“这季揽洲啊,可没有藏美娇娘,他好的啊,是南风。”
宋严节把几块碎银压在大茶壶底下,算是付了茶钱,他忍着不听一旁公子哥们的笑骂,起身走出茶馆往巷子里面走。
他是少数几个知道侯府内那位神秘禁脔的来龙去脉的,不像侯府的管家仆役们只知道前头,太医药师只知道后头,宋严节偷偷摸摸溜进后院那几次,算是完全看到了那位是怎么一步步被他们侯爷逼成那样的。
后院里那位的不是别人,正是新帝登基之后来侯府为三皇子求情的沈公子,沈绝。
一想起那天从窗底下窥见的那幕,宋严节的脸仍无可避免的泛起了燥红,他自觉可耻,却始终忘不掉那一幕:一只骨节分明而带着刀茧的手强硬的摁在美人的后脑,那人被迫俯身,鸦青长发委地,露出赤裸雪白的后颈。

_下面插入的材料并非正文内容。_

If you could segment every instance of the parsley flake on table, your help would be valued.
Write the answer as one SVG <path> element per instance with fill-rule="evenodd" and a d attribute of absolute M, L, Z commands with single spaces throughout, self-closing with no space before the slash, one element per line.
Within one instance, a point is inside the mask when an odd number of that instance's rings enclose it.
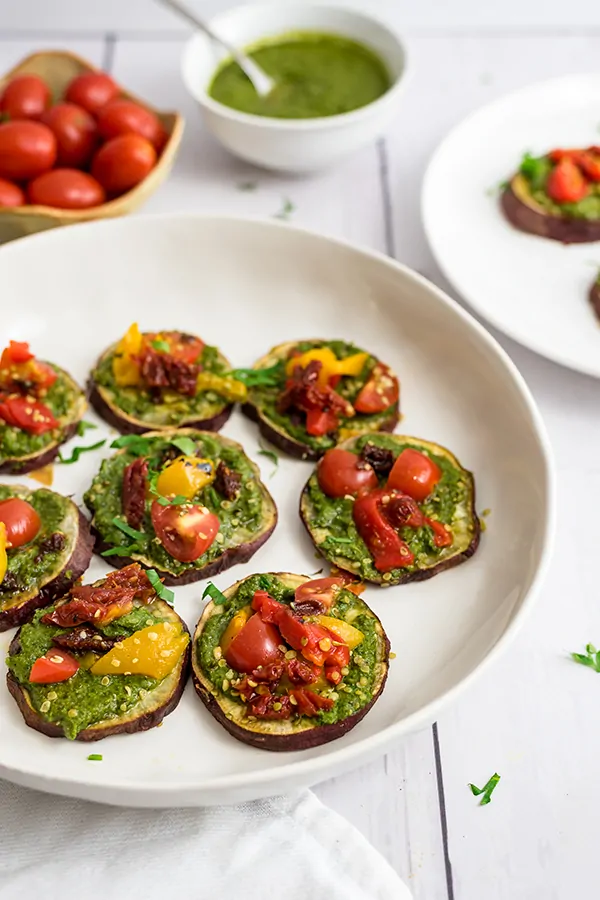
<path fill-rule="evenodd" d="M 487 782 L 487 784 L 484 784 L 482 788 L 478 788 L 474 784 L 469 783 L 469 787 L 471 788 L 471 793 L 473 794 L 473 796 L 479 797 L 480 794 L 483 795 L 481 797 L 481 800 L 479 801 L 480 806 L 487 806 L 487 804 L 492 799 L 492 793 L 494 792 L 499 781 L 500 776 L 497 772 L 494 772 L 490 780 Z"/>
<path fill-rule="evenodd" d="M 593 644 L 586 644 L 585 653 L 571 653 L 571 659 L 581 666 L 600 672 L 600 651 Z"/>

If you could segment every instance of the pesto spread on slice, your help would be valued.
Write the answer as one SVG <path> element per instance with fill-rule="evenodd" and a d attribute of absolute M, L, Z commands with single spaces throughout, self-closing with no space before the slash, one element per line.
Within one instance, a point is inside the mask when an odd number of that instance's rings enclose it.
<path fill-rule="evenodd" d="M 10 341 L 0 356 L 0 466 L 25 463 L 66 440 L 85 398 L 53 363 L 36 359 L 29 345 Z"/>
<path fill-rule="evenodd" d="M 200 338 L 181 331 L 140 332 L 131 325 L 99 359 L 92 381 L 118 419 L 152 428 L 210 421 L 243 391 L 225 378 L 225 357 Z M 99 412 L 103 413 L 99 408 Z"/>
<path fill-rule="evenodd" d="M 107 561 L 135 559 L 172 578 L 227 554 L 249 558 L 272 531 L 273 500 L 243 448 L 191 429 L 124 436 L 84 500 Z M 188 579 L 189 580 L 189 579 Z M 193 580 L 193 579 L 192 579 Z"/>
<path fill-rule="evenodd" d="M 269 574 L 217 597 L 193 652 L 201 682 L 227 719 L 248 731 L 293 736 L 368 708 L 382 689 L 389 648 L 361 590 L 342 577 Z"/>
<path fill-rule="evenodd" d="M 444 448 L 368 434 L 328 451 L 301 516 L 326 559 L 367 581 L 399 584 L 475 552 L 473 476 Z"/>
<path fill-rule="evenodd" d="M 531 199 L 547 213 L 600 219 L 600 147 L 526 153 L 519 174 Z"/>
<path fill-rule="evenodd" d="M 398 418 L 398 379 L 347 341 L 280 344 L 254 372 L 248 403 L 284 448 L 291 438 L 318 456 L 352 435 L 392 430 Z"/>
<path fill-rule="evenodd" d="M 71 740 L 88 728 L 119 730 L 167 705 L 188 642 L 179 617 L 132 565 L 73 588 L 21 627 L 6 661 L 11 693 L 20 690 L 38 720 Z"/>

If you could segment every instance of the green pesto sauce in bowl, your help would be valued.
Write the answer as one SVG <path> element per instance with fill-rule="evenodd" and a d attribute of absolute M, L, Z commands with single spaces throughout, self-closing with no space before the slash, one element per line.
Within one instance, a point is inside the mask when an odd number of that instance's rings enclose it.
<path fill-rule="evenodd" d="M 520 173 L 527 181 L 532 199 L 547 213 L 554 216 L 569 216 L 572 219 L 600 219 L 600 182 L 590 182 L 589 192 L 576 203 L 557 203 L 548 196 L 547 184 L 554 168 L 548 156 L 531 156 L 526 153 L 520 166 Z"/>
<path fill-rule="evenodd" d="M 194 653 L 204 674 L 215 686 L 218 695 L 241 703 L 239 695 L 231 686 L 232 679 L 240 677 L 239 672 L 229 669 L 221 657 L 215 659 L 214 650 L 220 645 L 223 632 L 233 616 L 252 603 L 254 592 L 268 590 L 274 600 L 290 605 L 294 599 L 294 590 L 273 575 L 252 575 L 243 581 L 232 597 L 223 605 L 220 615 L 211 616 L 196 642 Z M 329 725 L 354 715 L 369 703 L 380 676 L 379 665 L 382 662 L 382 637 L 378 632 L 378 622 L 364 600 L 351 591 L 342 590 L 337 596 L 335 605 L 327 611 L 328 616 L 343 619 L 358 628 L 364 635 L 361 643 L 350 652 L 348 674 L 344 675 L 343 687 L 331 685 L 325 692 L 333 695 L 332 709 L 320 710 L 311 718 L 314 725 Z M 306 621 L 312 621 L 309 617 Z M 227 678 L 229 687 L 223 690 L 223 681 Z M 314 690 L 312 685 L 307 685 Z M 303 718 L 303 717 L 298 717 Z"/>
<path fill-rule="evenodd" d="M 275 81 L 260 97 L 237 63 L 216 72 L 209 96 L 224 106 L 276 119 L 317 119 L 360 109 L 391 86 L 383 61 L 368 47 L 332 34 L 281 35 L 247 50 Z"/>

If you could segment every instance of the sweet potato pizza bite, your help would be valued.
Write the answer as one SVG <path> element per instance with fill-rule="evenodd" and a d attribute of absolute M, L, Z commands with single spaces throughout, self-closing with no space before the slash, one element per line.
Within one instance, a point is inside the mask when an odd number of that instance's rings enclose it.
<path fill-rule="evenodd" d="M 600 274 L 596 276 L 590 288 L 589 299 L 596 318 L 600 319 Z"/>
<path fill-rule="evenodd" d="M 216 347 L 181 331 L 136 324 L 106 350 L 90 377 L 90 402 L 124 434 L 181 427 L 218 431 L 245 388 L 226 376 Z M 239 393 L 241 391 L 241 394 Z"/>
<path fill-rule="evenodd" d="M 193 638 L 192 676 L 240 741 L 305 750 L 354 728 L 380 696 L 389 642 L 344 577 L 250 575 L 213 598 Z"/>
<path fill-rule="evenodd" d="M 151 579 L 149 576 L 153 576 Z M 7 685 L 27 725 L 49 737 L 97 741 L 145 731 L 179 703 L 189 632 L 138 565 L 74 587 L 15 635 Z"/>
<path fill-rule="evenodd" d="M 94 541 L 72 500 L 0 485 L 0 631 L 28 621 L 83 575 Z"/>
<path fill-rule="evenodd" d="M 328 450 L 302 492 L 317 550 L 376 584 L 423 581 L 479 544 L 473 476 L 444 447 L 367 434 Z"/>
<path fill-rule="evenodd" d="M 184 429 L 113 446 L 84 497 L 112 565 L 135 561 L 188 584 L 246 562 L 275 528 L 273 498 L 235 441 Z"/>
<path fill-rule="evenodd" d="M 252 371 L 243 410 L 292 456 L 318 459 L 341 440 L 393 431 L 398 422 L 398 379 L 346 341 L 279 344 Z"/>
<path fill-rule="evenodd" d="M 521 231 L 563 244 L 600 240 L 600 147 L 526 153 L 501 204 Z"/>
<path fill-rule="evenodd" d="M 10 341 L 0 356 L 0 472 L 23 474 L 51 462 L 86 405 L 64 369 Z"/>

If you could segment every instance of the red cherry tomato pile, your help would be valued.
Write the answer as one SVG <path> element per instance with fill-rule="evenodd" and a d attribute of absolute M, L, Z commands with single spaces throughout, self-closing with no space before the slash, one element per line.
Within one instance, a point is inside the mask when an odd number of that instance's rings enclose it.
<path fill-rule="evenodd" d="M 557 203 L 578 203 L 590 193 L 591 185 L 600 181 L 600 147 L 552 150 L 548 157 L 555 166 L 546 190 Z"/>
<path fill-rule="evenodd" d="M 88 209 L 131 190 L 156 165 L 167 133 L 104 72 L 71 81 L 52 104 L 37 75 L 0 94 L 0 207 Z"/>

宋严节摇了摇头,始终没办法把那吞咽水声从脑海里甩出去,他自暴自弃的踹了两下墙根,回身拐进侯府。
“再吐出来,你就回水牢去关着。”
季酽声音不耐,闻言的人却正被堵着嘴,气都喘不上来,一双漂亮眼睛里溢满了无法控制的泪水,正失焦着虚虚盯着一处。听见季酽说话,他瘦弱的脊骨几不可见的一颤,复又隐没在那峭山般的骨节间。
“沈塘桥,我第一次见你的时候也是在称心楼把你买回来的吧,你这是功课生疏啊。”
季酽猛的压着他的后颈往下一沉,唇角被迫扯开,脆弱的喉管又被顶上,生理性的反呕涌上来,可那娇惯的嗓子眼却只会无力的收缩。泪珠再挂不住眼眶,掉在地上碎裂开来。季酽抓着沈绝后颈的手指突然收紧了,沈绝被死死的扣在那,被迫承受口中持续射出的腥涩。
一盏茶的功夫,季酽退了出来。沈绝难能喘上气,他明明被限制着动作,却失力松松倚在案边。有乳白色的液体从他嘴角溢出,却被季酽卡住了牙关。
“咽下去。”
直到感受到指尖那人喉间的滚动,季酽才稍稍松开对他的钳制。他端详着沈绝因脱力苍白,却又因呛咳泛起红晕的脸,用指尖把他唇角溢出的沫子悉数抹开在脸颊唇畔,这才在桌案上的茶巾上擦了擦手。
“色艺下等,也就品貌过得去。”季酽用巾帛擦着手指,“不值五千两。”
他从一盘的木托盘里拿起那根竹木口枷,见到口枷上红绳的一瞬间,沈绝肉眼可见的变了脸色,他几乎是压抑着恐惧靠到季酽腿边,用脸颊紧贴着季酽膝弯,那是个明显的不能再明显的讨好姿态。